- Born: December 4, 1899 Weymouth, Massachusetts, United States
- Died: 1979 Greenfield, Massachusetts, United States
- Education: Smith College (BA 1922) Columbia University (MA 1927)
- Occupations: Fine Arts and Monuments Adviser

= Ardelia Ripley Hall =

American cultural affairs officer

Ardelia Ripley Hall (1899-1979) was a cultural affairs officer at the United States Department of State from 1946 to 1964, where she specialized in post-World War II restitution of Nazi-looted art.

== Background ==
Born in Weymouth, Massachusetts, Hall attended Smith College in 1922. While working as a research assistant at the Metropolitan Museum of Art, Hall attended Columbia University and received her MA in Chinese language in 1927. She also worked as a curatorial assistant in the Department of Asiatic Art at the Museum of Fine Arts, Boston, and as a researcher of Asian art at the Harvard-Yenching Institute.

In April 1943, due to her extensive knowledge of Asian art, Hall was hired by the Far East Division of the Office of Strategic Services (OSS). Her tasks included editing, researching, and compiling reports on socioeconomic conditions in the Far East to be used in matters of state between the United States, Japan, and China.

In October 1944, she was granted temporary leave to assist the Museum of Fine Arts, Boston with the reinstallation of its collection of Asian art. Hoping to secure an early position with the Roberts Commission, she began unofficially advising The Committee for the Protection of Cultural Treasures in the War Areas –chaired by William B. Dinsmoor– under the American Council of Learned Societies (ACLS) on the creation of maps of culturally significant sites in China.

== Roberts Commission and After ==
Hall joined the Roberts Commission in early December 1945 as a consultant in the Division of Cultural Cooperation in the U.S. Department of State for Japan and Korea. From her desks at both the Library of Congress and the National Gallery of Art, she acted as a liaison between the Roberts Commission and MFAA officers in the Pacific Theater, namely Monuments Man Lt.
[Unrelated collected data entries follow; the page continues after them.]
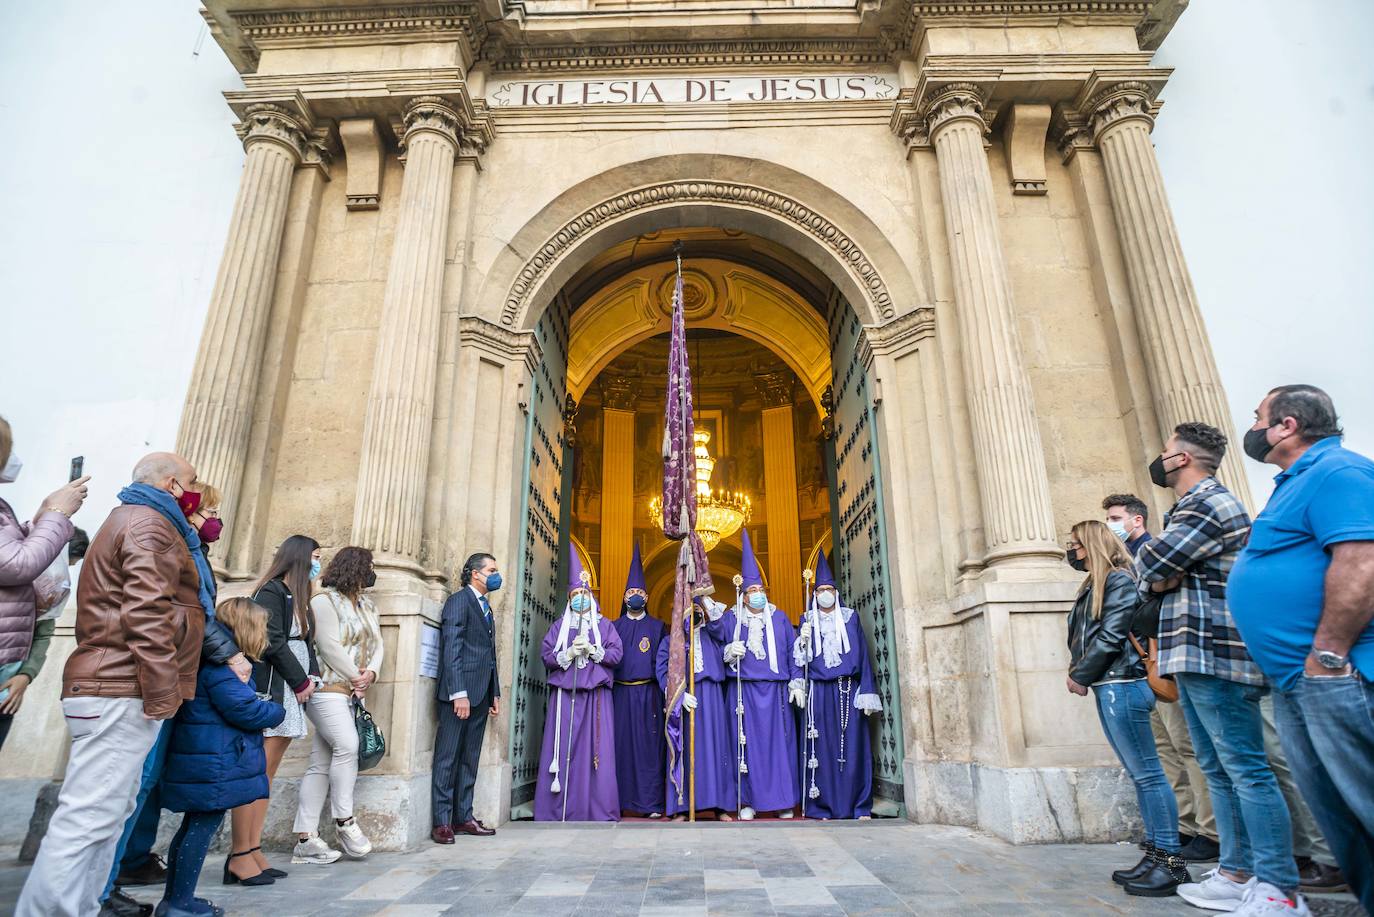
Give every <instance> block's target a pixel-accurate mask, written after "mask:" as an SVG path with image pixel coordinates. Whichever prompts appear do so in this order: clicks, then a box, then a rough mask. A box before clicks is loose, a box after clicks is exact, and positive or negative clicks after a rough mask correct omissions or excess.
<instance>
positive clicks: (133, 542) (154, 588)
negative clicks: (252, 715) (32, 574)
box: [62, 506, 205, 719]
mask: <svg viewBox="0 0 1374 917" xmlns="http://www.w3.org/2000/svg"><path fill="white" fill-rule="evenodd" d="M199 583H201V579H199V576H198V575H196V572H195V562H194V561H192V560H191V551H190V550H188V549H187V546H185V539H183V538H181V535H180V532H177V531H176V528H173V527H172V524H170V522H168V521H166V518H164V517H162V514H161V513H158V511H157V510H155V509H153V507H151V506H120V507H117V509H115V510H114V511H113V513H110V517H109V518H107V520H106V521H104V525H102V527H100V531H99V532H96V535H95V538H93V539H92V540H91V550H89V551H87V555H85V564H84V565H82V568H81V582H80V583H78V586H77V632H76V637H77V648H76V650H74V652H73V653H71V657H70V659H69V660H67V667H66V670H65V671H63V672H62V696H63V697H88V696H103V697H142V698H143V712H144V714H147V715H148V716H151V718H154V719H166V718H169V716H173V715H176V711H177V708H179V707H180V705H181V701H183V700H191V698H192V697H195V674H196V667H198V664H199V660H201V641H202V639H203V635H205V609H202V608H201V599H199Z"/></svg>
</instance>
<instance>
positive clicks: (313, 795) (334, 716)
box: [293, 692, 357, 835]
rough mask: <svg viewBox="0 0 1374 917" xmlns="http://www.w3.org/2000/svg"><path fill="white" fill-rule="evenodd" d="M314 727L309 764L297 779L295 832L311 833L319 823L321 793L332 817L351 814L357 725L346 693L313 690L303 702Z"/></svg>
mask: <svg viewBox="0 0 1374 917" xmlns="http://www.w3.org/2000/svg"><path fill="white" fill-rule="evenodd" d="M305 716H306V718H308V719H309V720H311V725H313V726H315V737H313V740H312V745H311V766H309V767H306V769H305V777H302V778H301V799H300V803H298V804H297V807H295V828H294V829H293V830H294V832H295V833H298V835H313V833H316V832H317V830H319V826H320V811H322V810H323V808H324V793H326V792H328V796H330V811H333V813H334V818H352V817H353V784H356V782H357V727H356V726H354V725H353V707H352V705H350V704H349V696H348V694H337V693H334V692H316V693H315V694H312V696H311V700H309V703H308V704H306V705H305Z"/></svg>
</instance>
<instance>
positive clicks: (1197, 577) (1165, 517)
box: [1135, 477, 1264, 685]
mask: <svg viewBox="0 0 1374 917" xmlns="http://www.w3.org/2000/svg"><path fill="white" fill-rule="evenodd" d="M1249 538H1250V517H1249V514H1248V513H1246V511H1245V506H1242V505H1241V500H1239V499H1237V496H1235V495H1234V494H1231V491H1228V489H1226V488H1224V487H1221V483H1220V481H1217V480H1216V478H1215V477H1208V478H1204V480H1202V481H1200V483H1198V484H1197V487H1194V488H1193V489H1191V491H1189V492H1187V494H1184V495H1183V498H1182V499H1180V500H1179V502H1178V503H1175V505H1173V509H1172V510H1169V514H1168V516H1167V517H1165V520H1164V532H1161V533H1160V536H1158V538H1156V539H1153V540H1150V542H1147V543H1145V544H1143V546H1142V547H1140V553H1139V554H1136V558H1135V569H1136V573H1138V576H1139V580H1140V588H1142V591H1143V590H1146V588H1149V587H1147V583H1158V582H1162V580H1167V579H1172V577H1175V576H1180V575H1182V577H1183V584H1182V586H1179V588H1176V590H1173V591H1172V593H1167V594H1165V595H1164V601H1162V604H1161V608H1160V674H1161V675H1172V674H1175V672H1195V674H1198V675H1213V676H1216V678H1223V679H1226V681H1228V682H1239V683H1242V685H1264V675H1263V674H1260V667H1259V665H1256V664H1254V663H1253V661H1252V660H1250V653H1249V652H1248V650H1246V649H1245V641H1242V639H1241V632H1239V631H1238V630H1237V628H1235V621H1234V620H1232V619H1231V612H1230V610H1228V609H1227V606H1226V577H1227V576H1228V575H1230V573H1231V566H1232V565H1234V564H1235V558H1237V555H1239V553H1241V549H1242V547H1245V542H1246V540H1248V539H1249Z"/></svg>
Comdr. George L. Stout and Maj. Laurence Sickman. Hall prepared reports, lists, charts, and tables detailing all manner of subjects relating to works of art, monuments, archives, and other national treasures in Japan and its formerly occupied territories.
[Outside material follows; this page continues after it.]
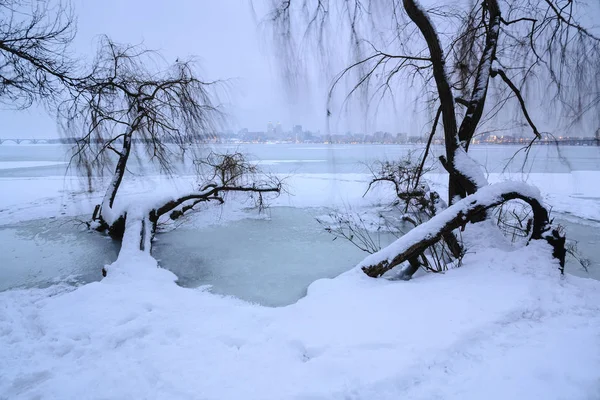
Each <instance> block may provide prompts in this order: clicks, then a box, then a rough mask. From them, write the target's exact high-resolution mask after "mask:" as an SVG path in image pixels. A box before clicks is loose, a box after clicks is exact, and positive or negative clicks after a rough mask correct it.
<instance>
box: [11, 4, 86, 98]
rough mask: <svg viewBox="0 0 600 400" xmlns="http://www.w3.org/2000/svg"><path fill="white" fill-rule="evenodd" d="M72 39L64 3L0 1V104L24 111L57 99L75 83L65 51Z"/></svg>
mask: <svg viewBox="0 0 600 400" xmlns="http://www.w3.org/2000/svg"><path fill="white" fill-rule="evenodd" d="M74 35H75V24H74V18H73V14H72V13H71V10H70V8H69V7H68V6H67V5H65V4H62V3H55V4H54V5H53V6H51V5H50V2H48V1H34V0H0V103H2V104H3V105H4V106H7V107H9V108H17V109H19V108H21V109H22V108H27V107H29V106H31V105H32V104H33V103H34V102H35V101H39V100H56V98H57V96H58V95H59V94H60V93H61V92H62V91H63V90H64V89H65V88H67V87H68V86H69V85H71V84H72V83H73V82H74V78H73V75H74V71H75V70H76V63H75V62H74V61H73V59H71V57H70V53H69V50H68V46H69V44H70V43H71V41H72V40H73V38H74Z"/></svg>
From 1946 to 1962, Hall served as the Fine Arts and Monuments Adviser to the U.S. Department of State’s Office of International Information and Cultural Affairs, whose office had assumed the duties of the recently disbanded Roberts Commission. She was "the driving force at the State Department for postwar restitution between 1946 and 1962." From her offices in Washington D.C. Hall, was known throughout the U.S. government as a workhorse and an invaluable resource in coordinating repatriation efforts. She corresponded and collaborated with counterparts in other governments to identify the rightful owners of stolen art, including Rose Valland in France. Hall helped to return a rare copy of the Mainz Psalter — one of ten known to exist, and part of the second printed series of books (after the Gutenberg Bible) — to the State Library of Saxony in Dresden, a portrait of Saint Catherine by Peter Paul Rubens to the Dusseldorf Museum, and a Monet landscape painting to the Rothschild family.

During the 1950s, Hall, as an Asian-art specialist, would ensure that cultural items were preserved during the Korean War. In 1954, she traveled to Korea as a representative of the U.S. Department of State to survey museums, temples, monasteries, and other cultural monuments. In South Korea, she personally returned a tenth-century sword to the royal household in Seoul, which had been stolen by an American soldier.

== Legacy ==
The Monuments, Fine Arts and Archives Records Concerning the Central Collecting Points are also known as the "Ardelia Hall Collection" in honor of her extensive work in maintaining and organizing these materials. Housed in the collection of the National Archives and Records Administration at College Park, Maryland, the Ardelia Hall Collection includes the records of the Roberts Commission, field reports of the Monuments Men, minutes from international conferences, over 50,000 photographic property cards from the Munich Central Collecting Point, and correspondence with international museum professionals.